Parejas

"Hay momentos donde no vale la pena remar": la cruda confesión de Nicolás Repetto sobre el abismo que lo alejó de Florencia Raggi

El conductor rompió el silencio sobre la crisis más profunda que vivió con la actriz. Entre el aislamiento en Uruguay y la falta de proyectos, Nico reveló cómo el encierro transformó su matrimonio en un campo de batalla emocional que solo pudo sanar a través de la música

Nicolás Repetto, el eterno rebelde del "prime time", se desnudó emocionalmente para revelar el detrás de escena de una crisis que casi le cuesta su matrimonio con Florencia Raggi. Lejos de los flashes y el glamour de los veranos esteños, Nico se encontró solo en su refugio de La Juanita, en Uruguay, con el ruido del mar como único confidente mientras el mundo se detenía por la pandemia. Fue en ese aislamiento forzado donde el encierro y la falta de horizontes profesionales se convirtieron en un cóctel explosivo que detonó una distancia física y espiritual con la mujer que lo acompaña hace décadas.

En el living de su intimidad, Repetto reconoció que llegó a un punto de quiebre donde la voluntad ya no alcanzaba. Con la sinceridad de quien ha vivido todo, admitió que en aquel momento sintió que forzar las cosas era contraproducente, llegando a la conclusión de que a veces "no vale la pena remar" cuando el oleaje es demasiado fuerte. De ese sentimiento de rendición lúcida y aceptación de la propia fragilidad nació "Flotar", una canción que funcionó más como un exorcismo que como un simple hobby musical. Fue su forma de procesar que, ante el colapso de los proyectos y la tensión con Florencia, la única salida era dejarse llevar por la corriente sin oponer resistencia, esperando que el agua calmara su furia.

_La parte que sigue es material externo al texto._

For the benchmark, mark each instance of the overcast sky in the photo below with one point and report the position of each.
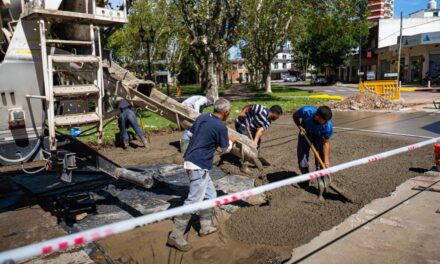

Aquel exilio solitario en la costa uruguaya fue el escenario de una metamorfosis. Mientras los rumores de separación definitiva corrían como reguero de pólvora en Buenos Aires, ellos libraban una batalla silenciosa contra el desgaste. Nico transformó el dolor de esos días de incertidumbre en una obra compartida, logrando que esa canción fuera el puente de retorno hacia una Florencia que también lidiaba con sus propios demonios. Hoy, con la tormenta ya disipada, la pareja elige el perfil bajo como trinchera, demostrando que después de aprender a flotar en el vacío, lograron finalmente hacer pie en tierra firme, manteniendo ese pacto de reserva que los salvó del naufragio mediático.